Fractions des cancers et des décès par cancers attribuables à la consommation d’alcool
En 2007, la fraction des cancers attribuables à la consommation d’alcool en France a été estimée à 10,8 % chez l’homme et à 4,5 % chez la femme pour l’année 2000 (IARC, 2007). Selon ce même rapport, la consommation de boissons alcoolisées est la deuxième cause évitable de mortalité par cancers, après le tabac.
Les signes d'alerte
Les signes d’alerte sont nombreux et dépendent de la localisation du cancer :
- une gêne persistante à la déglutition (dysphagie) ;
- une plaie dans la bouche, qui ne guérit pas ;
- des picotements ou des douleurs persistants dans la bouche ou dans la gorge ;
- un ganglion qui grossit dans le cou (adénopathie cervicale) ;
- des lésions blanchâtres et/ou rougeâtres dans la bouche, persistantes, sans cause précisément définie ;
- des saignements dans la bouche ;
- une difficulté et/ou une douleur lors de la traction de la langue ;
- un trouble de la voix qui altère la parole, qui rend difficile le fait de parler ou émettre des sons. La voix apparaît alors trop grave ou trop aigüe, rauque, enrouée voire éteinte;
- une difficulté à respirer, une perception anormale et désagréable de sa respiration (dyspnée);
De façon générale, tout symptôme persistant plus de 15 jours doit amener à consulter.
Le diagnostic précoce
Le chirurgien dentiste, acteur de la lutte contre le cancer
Pour maîtriser l’évolution des tumeurs et augmenter le taux de survie, les lésions potentiellement suspectes, précurseurs du cancer, doivent être dépistées au plus tôt. Ce diagnostic précoce réduit de façon appréciable les séquelles anatomiques et fonctionnelles et améliore la qualité de vie des patients. Le chirurgien dentiste joue un rôle décisif. En effet, 40 000 praticiens croisent en moyenne un demi million de patients par jour en consultation. L’examen de leur bouche est l’opportunité de détecter ce type de lésions.

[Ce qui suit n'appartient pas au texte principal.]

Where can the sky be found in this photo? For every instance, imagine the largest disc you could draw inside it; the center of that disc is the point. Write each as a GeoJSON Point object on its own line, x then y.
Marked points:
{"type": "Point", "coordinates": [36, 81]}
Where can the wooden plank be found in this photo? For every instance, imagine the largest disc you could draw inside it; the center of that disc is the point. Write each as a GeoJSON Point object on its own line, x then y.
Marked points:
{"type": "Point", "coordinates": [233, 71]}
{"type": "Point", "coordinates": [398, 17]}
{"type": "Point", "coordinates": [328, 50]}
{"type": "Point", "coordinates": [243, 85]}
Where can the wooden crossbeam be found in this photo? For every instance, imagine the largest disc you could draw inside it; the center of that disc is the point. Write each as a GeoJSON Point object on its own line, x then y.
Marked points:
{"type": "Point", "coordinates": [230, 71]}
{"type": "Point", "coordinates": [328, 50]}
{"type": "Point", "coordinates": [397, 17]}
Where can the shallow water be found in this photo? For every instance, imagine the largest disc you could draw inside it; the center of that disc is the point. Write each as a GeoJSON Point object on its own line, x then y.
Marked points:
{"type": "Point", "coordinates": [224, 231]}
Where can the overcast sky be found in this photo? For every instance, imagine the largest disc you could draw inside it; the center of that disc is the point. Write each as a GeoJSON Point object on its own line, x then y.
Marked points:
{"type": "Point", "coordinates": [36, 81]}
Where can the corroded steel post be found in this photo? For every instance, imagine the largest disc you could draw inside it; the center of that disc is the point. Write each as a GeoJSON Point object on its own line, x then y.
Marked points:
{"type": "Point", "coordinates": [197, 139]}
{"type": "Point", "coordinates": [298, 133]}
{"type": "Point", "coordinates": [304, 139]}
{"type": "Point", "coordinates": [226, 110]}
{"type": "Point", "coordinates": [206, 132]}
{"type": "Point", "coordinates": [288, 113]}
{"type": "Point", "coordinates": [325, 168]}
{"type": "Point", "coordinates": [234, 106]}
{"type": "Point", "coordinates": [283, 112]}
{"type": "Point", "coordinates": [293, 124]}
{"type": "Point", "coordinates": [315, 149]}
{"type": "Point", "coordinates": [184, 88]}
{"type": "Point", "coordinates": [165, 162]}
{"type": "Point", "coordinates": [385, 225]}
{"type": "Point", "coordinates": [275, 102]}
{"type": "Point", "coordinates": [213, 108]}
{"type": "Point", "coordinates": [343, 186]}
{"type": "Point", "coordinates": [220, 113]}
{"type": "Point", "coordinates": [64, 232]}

Toute personne ayant un facteur de risque – tabac, éthylisme – doit se soumettre à un dépistage ORL tous les ans.
Le taux de survie à 5 ans varie considérablement d'un cancer à l'autre, et pour une "bonne localisation" telle que le cancer du larynx, on peut passer de 90 % à 30 % si l'on perd un an sur la mise en œuvre du traitement. La surveillance est fondamentale après traitement d'un cancer des voies aérodigestives supérieures (VADS) car une deuxième localisation est toujours possible qui pourra, elle aussi, guérir si on la traite précocement.